The port was an early project advocate, recognizing growing recreational use of the Hood River sandbar “and the importance of the lower Hood River for fish habitat,” explained Thieman in a Jan. 16 briefing letter to port commissioners.
Congress authorized the ecosystem restoration project study in 2020 as part of the Water Resources Development Act through the leadership of Sen. Jeff Merkley.
But there was no money attached. That’s changed now, as watershed partners secured match funding from the Oregon Watershed Enhancement Board, and the Confederated Tribes of the Warm Springs enabled a $677,000 cost share waiver. The final contribution came in January, when Congress appropriated $500,000 for the US Army Corps of Engineers to fund the first year of the three-year, $3 million study; this will include alternatives development, technical analyses, public comment and design development . (Later appropriations are anticipated.)

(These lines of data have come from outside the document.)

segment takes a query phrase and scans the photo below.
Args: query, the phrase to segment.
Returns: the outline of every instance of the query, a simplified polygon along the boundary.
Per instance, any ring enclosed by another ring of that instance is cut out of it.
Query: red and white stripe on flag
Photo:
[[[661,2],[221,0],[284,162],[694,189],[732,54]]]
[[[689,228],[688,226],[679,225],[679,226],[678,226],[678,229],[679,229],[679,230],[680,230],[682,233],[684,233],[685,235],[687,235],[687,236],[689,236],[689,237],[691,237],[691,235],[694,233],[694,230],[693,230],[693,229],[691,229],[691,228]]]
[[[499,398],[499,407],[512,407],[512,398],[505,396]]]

The study will build upon a Hood River watershed strategic action plan completed in 2021 that analyzed in-stream habitat restoration, fisheries distribution and other factors. Ultimately, the feasibility study will identify specific measures that could be taken around the Hood River–Columbia confluence to improve habitat, with future costs to be shared be-tween project partners and the Corps of Engineers.
In other business at February’s port commission meeting:
• Commissioners issued a “Request For Developer Interest” (RFDI) to encourage re-development ideas for the port’s Marina East and Marina West parcels just west of the port’s administrative offices. Comprising 2.6 acres in the Marina Basin, the parcels include two aging structures, one leased to Oregon Department of Motor Vehicles and the other to an acupuncture clinic. The RFDI will garner development concepts, guage market interest and identify potential partnerships. The invitation is non-binding and does not seek financial offers. Responses are due April 23.
• Commissioners approved final closing on port purchase of property at 200 N. Was-co Court from Burck Properties, LLC, in the amount of $1.2 million. The site will diversify the Port’s commercial holdings and could serve as the port’s new administrative office when bridge replacement starts as early as October 2027.
• The board offered consensus support to pFriem Family Brewers to expand its physical footprint at the Halyard Building. The local brewer — now the second-largest in-dependent beer producer in Oregon and among the top 40 in the nation — hopes to construct a 5,280 square foot packaging building.
“We need a co-location to be able to grow,” pFriem CEO and co-founder Rudy Kellner told commissioners. “We’re not going anywhere,” he added. “Hood River is our home.” The company employs 120 people, most of them in Hood River. The estimated $2.1 million expansion is contingent upon additional financial analysis, formal commission approval, and city planning approval.
• Commissioners also watched a video commemorating the port and structural bridge engineer HDR’s rapid response to a June 27, 2024, emergency bridge closure when construction equipment damaged several bridge support beams. The work began with a first-ever Sunday morning public port meeting three days later, attracting almost 2,000 people virtually. Assisted by Kiewit Infrastructure West, the effort led to bridge re-opening within weeks and garnered a “State Project of the Year” award by the American Council of Engineering Companies of Oregon, as announced in January.